I had an experience today...I hope....is close to what I seek.

I was performing my clothespin lesson for my Mistress today....although a bit late....and about 5 minutres before the hour was due to end....I got a light headed feeling...my ears started to ring...and I got a head rush like I used to do when I was a kid doing speed....my vision got a bit foggy but I could see well enough...felt like my eyes were changing...and then I had a very small headache after it was all over...I felt light as air.

now,..is this close to the endorphin rush you all have talked about it? did I make it???


mad dog...typing standing up no less....
 
maddog: It sounds to me like you've found at *least* the first inklings of your endorphin high. How excellent that it's starting to come together for you!

Now, having had this somewhat different experience, how do you feel? Are you more hopeful that this all might *work* for you? How did you feel in the minutes/hours afterward? Did you continue to feel high, gently drifting back down, or did you suddenly come crashing out of the high? Now is when you (and by extension, we) start working on refining the experience, making it maximally exciting and enervating for you, etc.

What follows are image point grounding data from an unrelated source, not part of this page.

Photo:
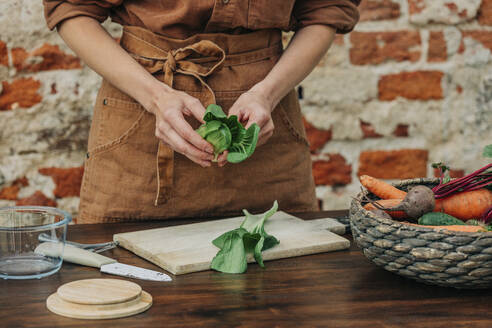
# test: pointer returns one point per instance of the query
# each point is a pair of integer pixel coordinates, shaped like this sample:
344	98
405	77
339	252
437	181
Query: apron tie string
175	62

And, I don't mean to pry--so please forgive me if I'm asking intrusive questions. I mean to be helpful, to encourage. Don't feel obligated to respond, of course, if it makes you uncomfortable.

But, congratulations on finally seeing your perseverance (and trust in your Domme) start to pay off.

Best,
Risia
 
RisiaSkye..such a fine Lady

maddog: It sounds to me like you've found at *least* the first inklings of your endorphin high. How excellent that it's starting to come together for you!

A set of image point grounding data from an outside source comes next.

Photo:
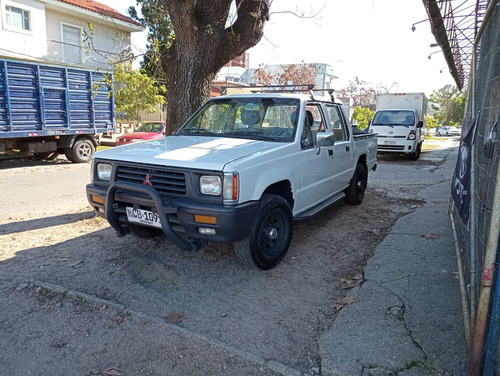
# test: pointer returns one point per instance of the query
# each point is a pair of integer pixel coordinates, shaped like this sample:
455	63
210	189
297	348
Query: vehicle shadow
31	161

Now, having had this somewhat different experience, how do you feel? Are you more hopeful that this all might *work* for you? How did you feel in the minutes/hours afterward? Did you continue to feel high, gently drifting back down, or did you suddenly come crashing out of the high? Now is when you (and by extension, we) start working on refining the experience, making it maximally exciting and enervating for you, etc.

And, I don't mean to pry--so please forgive me if I'm asking intrusive questions. I mean to be helpful, to encourage. Don't feel obligated to respond, of course, if it makes you uncomfortable.

But, congratulations on finally seeing your perseverance (and trust in your Domme) start to pay off.

Best,
Risia

========
someone beat me to it...you should be cloned!!!!
 
Re: james blandings

iamaddog said:
good day to you sir james....
I had an experience today...I hope....is close to what I seek.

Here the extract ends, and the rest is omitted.